In an interview with Laura Ingraham on Fox News late Thursday, Trump attacked the department under Secretary of State Tillerson and said he alone determines U.S. foreign policy. 

"The one that matters is me," Trump said. "I'm the only one that matters because, when it comes to it, that's what the policy is going to be." 

Asked if he planned to keep Tillerson on board for the rest of his term, Trump told Fox, "Well, we'll see. I don't know." 

Trump left on Friday on a trip to Asia with Tillerson following months of conflict between the two.

Trump's comments drew criticism in Congress, where many fellow Republicans have joined Democrats in objecting to Trump's plan to slash spending on diplomacy and foreign aid, and his failure to fill key foreign policy jobs. 

"One would hope that if he's the only one that matters that he at least gets some feedback from top staff who perhaps can know a little bit more about some of these things than he does," Representative Eliot Engel, top Democrat on the House of Representatives Foreign Affairs Committee, told Reuters. 

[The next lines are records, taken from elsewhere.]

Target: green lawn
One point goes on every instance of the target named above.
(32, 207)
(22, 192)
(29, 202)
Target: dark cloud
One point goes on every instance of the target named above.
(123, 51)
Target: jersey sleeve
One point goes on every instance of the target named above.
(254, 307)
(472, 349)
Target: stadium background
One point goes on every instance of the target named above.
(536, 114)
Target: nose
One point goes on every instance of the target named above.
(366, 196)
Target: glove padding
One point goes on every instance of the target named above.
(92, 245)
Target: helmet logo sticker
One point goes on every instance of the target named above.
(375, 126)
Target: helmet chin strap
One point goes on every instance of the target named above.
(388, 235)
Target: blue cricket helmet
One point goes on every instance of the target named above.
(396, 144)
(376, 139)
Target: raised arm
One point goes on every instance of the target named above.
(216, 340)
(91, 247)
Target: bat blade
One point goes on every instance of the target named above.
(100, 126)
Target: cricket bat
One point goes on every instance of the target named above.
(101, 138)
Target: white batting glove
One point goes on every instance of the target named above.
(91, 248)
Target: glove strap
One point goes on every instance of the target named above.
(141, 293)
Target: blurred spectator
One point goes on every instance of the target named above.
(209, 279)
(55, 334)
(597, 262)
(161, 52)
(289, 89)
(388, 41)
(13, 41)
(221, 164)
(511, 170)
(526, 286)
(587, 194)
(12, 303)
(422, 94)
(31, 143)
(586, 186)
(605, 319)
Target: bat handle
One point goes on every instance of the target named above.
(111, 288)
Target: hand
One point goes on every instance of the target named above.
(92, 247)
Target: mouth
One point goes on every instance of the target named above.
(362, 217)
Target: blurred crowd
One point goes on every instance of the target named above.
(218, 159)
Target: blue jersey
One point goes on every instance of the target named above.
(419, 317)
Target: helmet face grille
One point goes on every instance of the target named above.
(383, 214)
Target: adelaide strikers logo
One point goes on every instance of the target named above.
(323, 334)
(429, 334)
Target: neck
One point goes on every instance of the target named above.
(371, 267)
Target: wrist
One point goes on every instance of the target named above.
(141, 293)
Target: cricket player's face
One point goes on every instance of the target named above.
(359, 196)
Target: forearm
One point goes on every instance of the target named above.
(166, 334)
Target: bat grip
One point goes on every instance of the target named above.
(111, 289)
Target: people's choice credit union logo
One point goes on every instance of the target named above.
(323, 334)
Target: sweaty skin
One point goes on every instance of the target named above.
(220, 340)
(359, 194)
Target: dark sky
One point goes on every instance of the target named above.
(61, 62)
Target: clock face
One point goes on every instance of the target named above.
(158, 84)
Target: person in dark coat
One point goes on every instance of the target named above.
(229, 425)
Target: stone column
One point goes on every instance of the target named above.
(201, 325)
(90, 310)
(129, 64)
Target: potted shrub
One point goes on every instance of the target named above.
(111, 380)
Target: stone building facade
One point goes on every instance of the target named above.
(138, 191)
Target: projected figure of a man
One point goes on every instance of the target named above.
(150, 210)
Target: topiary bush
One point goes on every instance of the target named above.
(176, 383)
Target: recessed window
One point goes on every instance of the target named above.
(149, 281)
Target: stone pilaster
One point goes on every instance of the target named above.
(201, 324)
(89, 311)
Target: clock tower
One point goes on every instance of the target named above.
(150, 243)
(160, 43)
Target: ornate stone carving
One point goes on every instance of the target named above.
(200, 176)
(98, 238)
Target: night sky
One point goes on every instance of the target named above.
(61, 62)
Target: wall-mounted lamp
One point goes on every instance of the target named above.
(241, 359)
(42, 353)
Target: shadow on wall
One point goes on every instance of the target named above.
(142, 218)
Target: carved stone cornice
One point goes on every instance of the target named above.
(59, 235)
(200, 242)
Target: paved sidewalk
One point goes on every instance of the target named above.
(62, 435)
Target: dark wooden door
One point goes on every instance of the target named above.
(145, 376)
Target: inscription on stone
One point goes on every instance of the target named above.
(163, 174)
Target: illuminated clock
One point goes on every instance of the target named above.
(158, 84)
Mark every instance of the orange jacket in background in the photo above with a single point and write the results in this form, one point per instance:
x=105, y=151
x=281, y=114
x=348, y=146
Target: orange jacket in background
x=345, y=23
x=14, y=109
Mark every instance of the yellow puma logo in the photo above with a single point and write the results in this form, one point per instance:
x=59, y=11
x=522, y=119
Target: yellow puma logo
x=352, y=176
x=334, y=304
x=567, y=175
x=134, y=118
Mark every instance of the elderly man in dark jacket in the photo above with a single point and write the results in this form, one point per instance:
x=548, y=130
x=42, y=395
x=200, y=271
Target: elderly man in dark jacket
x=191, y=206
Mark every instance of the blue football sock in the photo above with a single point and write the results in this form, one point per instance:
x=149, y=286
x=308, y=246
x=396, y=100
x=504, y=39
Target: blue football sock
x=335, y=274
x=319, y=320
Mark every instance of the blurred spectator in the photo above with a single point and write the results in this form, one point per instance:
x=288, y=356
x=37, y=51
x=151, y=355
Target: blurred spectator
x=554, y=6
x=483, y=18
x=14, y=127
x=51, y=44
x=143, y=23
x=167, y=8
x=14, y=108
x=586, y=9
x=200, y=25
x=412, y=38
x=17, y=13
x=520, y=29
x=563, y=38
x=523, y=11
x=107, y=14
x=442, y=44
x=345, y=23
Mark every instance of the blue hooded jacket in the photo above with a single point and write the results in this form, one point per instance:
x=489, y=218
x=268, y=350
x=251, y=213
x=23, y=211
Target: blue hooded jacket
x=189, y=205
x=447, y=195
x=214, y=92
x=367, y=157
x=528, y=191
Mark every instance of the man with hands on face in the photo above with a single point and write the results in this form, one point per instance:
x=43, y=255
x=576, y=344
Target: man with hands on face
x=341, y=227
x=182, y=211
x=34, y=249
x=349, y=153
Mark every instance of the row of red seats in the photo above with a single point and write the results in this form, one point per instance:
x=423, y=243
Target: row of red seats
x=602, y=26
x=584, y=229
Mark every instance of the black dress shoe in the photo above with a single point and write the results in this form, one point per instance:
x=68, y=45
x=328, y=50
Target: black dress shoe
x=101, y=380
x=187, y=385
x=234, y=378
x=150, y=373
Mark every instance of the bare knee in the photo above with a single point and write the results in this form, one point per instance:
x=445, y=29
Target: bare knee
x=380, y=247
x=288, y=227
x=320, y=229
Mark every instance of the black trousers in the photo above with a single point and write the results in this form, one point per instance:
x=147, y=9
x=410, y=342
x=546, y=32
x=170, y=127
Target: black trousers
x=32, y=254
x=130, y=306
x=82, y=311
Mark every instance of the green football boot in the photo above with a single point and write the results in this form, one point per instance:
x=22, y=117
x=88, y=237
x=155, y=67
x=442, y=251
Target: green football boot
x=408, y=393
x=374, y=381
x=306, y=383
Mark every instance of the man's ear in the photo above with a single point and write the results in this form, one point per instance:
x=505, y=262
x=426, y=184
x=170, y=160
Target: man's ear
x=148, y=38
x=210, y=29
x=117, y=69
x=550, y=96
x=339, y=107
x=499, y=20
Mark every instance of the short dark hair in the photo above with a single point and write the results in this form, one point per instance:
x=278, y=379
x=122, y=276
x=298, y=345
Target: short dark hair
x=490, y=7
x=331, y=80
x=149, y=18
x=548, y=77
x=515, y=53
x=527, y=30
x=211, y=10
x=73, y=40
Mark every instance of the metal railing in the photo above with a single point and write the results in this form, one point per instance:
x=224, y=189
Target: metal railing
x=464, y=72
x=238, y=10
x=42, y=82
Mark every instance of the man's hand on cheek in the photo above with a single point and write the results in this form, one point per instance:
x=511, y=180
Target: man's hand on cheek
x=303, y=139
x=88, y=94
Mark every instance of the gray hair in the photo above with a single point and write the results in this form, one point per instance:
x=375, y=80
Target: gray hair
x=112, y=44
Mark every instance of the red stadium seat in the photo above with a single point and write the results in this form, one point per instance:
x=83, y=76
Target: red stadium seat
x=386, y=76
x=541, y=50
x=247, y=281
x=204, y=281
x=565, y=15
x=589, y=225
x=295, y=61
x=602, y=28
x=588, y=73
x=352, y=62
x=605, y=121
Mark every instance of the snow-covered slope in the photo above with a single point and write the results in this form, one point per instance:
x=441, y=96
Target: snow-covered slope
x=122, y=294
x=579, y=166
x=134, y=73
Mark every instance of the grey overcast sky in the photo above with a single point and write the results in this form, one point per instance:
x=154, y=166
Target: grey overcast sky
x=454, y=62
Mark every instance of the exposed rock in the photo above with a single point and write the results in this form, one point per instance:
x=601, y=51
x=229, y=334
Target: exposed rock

Tensions between Trump, a real estate developer and reality television star in office since January, and Tillerson, former chief executive at Exxon Mobil Corp, resurfaced last month amid reports Tillerson had called Trump a "moron" and considered resigning. 

Tillerson later said he never considered leaving. Trump said they had a good relationship but criticized Tillerson as weak. 

Tillerson's State Department has also been at odds with the White House over global issues including rising tensions over North Korea's nuclear program. 

Richard Haass, president of the Council of Foreign Relations, said Trump's comments spelled trouble not for the current secretary and overall foreign policy. 

"It's not just about Rex Tillerson, it's about who comes after Rex Tillerson. If the president is not determined to make sure his secretary of state will succeed, the secretary of state can't succeed," Haass told CBS News. 

Tillerson has made overhauling the department a top priority and tightened control by consolidating his authority. Critics have decried the reorganization and unfilled jobs at a time when international crises continue around the world. 

At a recent meeting of former national security advisers, former Secretary of State Colin Powell told H.R. McMaster, Trump's national security advisor, that the administration was gutting State. McMaster replied that there were people who did not support the president's agenda, two people present told Reuters. 

On Thursday, Trump said many of the posts were not needed and he is "not happy" with others already there. 

"I want my vision, but my vision is my vision," he said. "Rex is in there working hard ... he's doing the best he can."